Professor Carla Shedd (SociologyUrban Education) is among the prominent authors who made the cut for The ZORA Canon, a list of the 100 greatest books by African American women. Shedd’s book, Unequal City: Race, Schools, and Perceptions of Injusticeis listed alongside works by Zora Neale Hurston, Ida B. Wells, Toni Morrison, Maya Angelou, and 95 other distinguished writers. 

“To be amongst all of my literary ‘SHEros’ is a great honor,” said Shedd, “and many of these works mark distinct moments in my life as a black woman, both personally and professionally. This is a moment of both legacy and inheritance for me that has filled my heart and inspired me to keep doing the work I do!”

Shedd’s research focuses on criminal justice; race, law, and society; social inequality; and urban policy. Unequal City, which explores obstacles facing urban adolescents in Chicago, was previously recognized with the 2015 C. Wright Mills Award from the Society for the Study of Social Problems and the 2016 Distinguished Contribution to Scholarship Book Award Presented by the American Sociological Association’s Section on Race, Gender, and Class.

ZORA, the digital magazine named for author Zora Neale Hurston, calls the ZORA Canon, to its knowledge, the first comprehensive list that features the finest literary works by African American women authors. The 100 masterworks cover 160 years of African American women’s literature.  

ZORA’s editors say that, “Taken together, the works don’t just make up a novel canon; they form a revealing mosaic of the Black American experience during the time period. They’re also just great reads."

To create the list, ZORA gathered a “blue-ribbon panel of authorities on African American women’s literature,” including Malaika Adero, a former vice president and senior editor for Atria Books at Simon & Schuster; Margo Jefferson, a Pulitzer Prize–winning critic and professor; Ayana Mathis, a professor and New York Times bestselling author; Tressie McMillan Cottom, an author and sociologist; Imani Perry, a professor of African American studies and an author; and Jesmyn Ward, an author and English professor.

Shedd_Final_book cover_Unequal City faculty book cover

Cottom described Unequal City as a “very important book about how ideas of ‘justice’ and ‘injustice’ are mediated and mitigated through schools to unfairly target, marginalize, and funnel Black students into the criminal justice system.”
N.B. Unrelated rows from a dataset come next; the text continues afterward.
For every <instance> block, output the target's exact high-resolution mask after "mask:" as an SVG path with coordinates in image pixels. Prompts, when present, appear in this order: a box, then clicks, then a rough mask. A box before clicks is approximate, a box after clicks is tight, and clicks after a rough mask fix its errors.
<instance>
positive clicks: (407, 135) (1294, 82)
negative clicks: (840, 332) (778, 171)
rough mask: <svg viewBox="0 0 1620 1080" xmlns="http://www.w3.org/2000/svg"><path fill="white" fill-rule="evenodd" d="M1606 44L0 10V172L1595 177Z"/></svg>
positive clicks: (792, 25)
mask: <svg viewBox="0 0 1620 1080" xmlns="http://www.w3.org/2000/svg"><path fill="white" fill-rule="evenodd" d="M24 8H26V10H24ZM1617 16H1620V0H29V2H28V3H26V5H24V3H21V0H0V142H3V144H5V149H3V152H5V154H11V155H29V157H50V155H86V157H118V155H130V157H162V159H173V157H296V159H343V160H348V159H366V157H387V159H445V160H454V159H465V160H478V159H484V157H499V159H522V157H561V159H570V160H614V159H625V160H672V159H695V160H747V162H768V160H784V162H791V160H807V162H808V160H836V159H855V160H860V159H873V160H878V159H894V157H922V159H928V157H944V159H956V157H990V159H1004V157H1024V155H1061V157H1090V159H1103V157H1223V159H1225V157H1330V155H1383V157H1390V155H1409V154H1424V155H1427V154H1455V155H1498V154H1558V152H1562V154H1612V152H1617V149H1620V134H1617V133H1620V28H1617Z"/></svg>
Shedd said that many of the authors honored by ZORA were inspirations for her work. “From Margaret Walker’s, Jubilee (She was my late mother’s mentor/teacher.), Alice Walker’s, The Color Purple, and Hurston’s, Their Eyes Were Watching God, I learned what it meant to come of age in America as a southern black girl. My contemporary influences are all there, especially Mary Pattillo’s, Black Picket Fences, since she is my friend and was my dissertation co-chair at Northwestern. I am now writing my second book about young people coming of age in New York City schools and juvenile justice settings, and am motivated by the brilliance and beauty of Saidiya Hartman’s, Wayward Lives and Ruha Benjamin’s, Race After Technology.”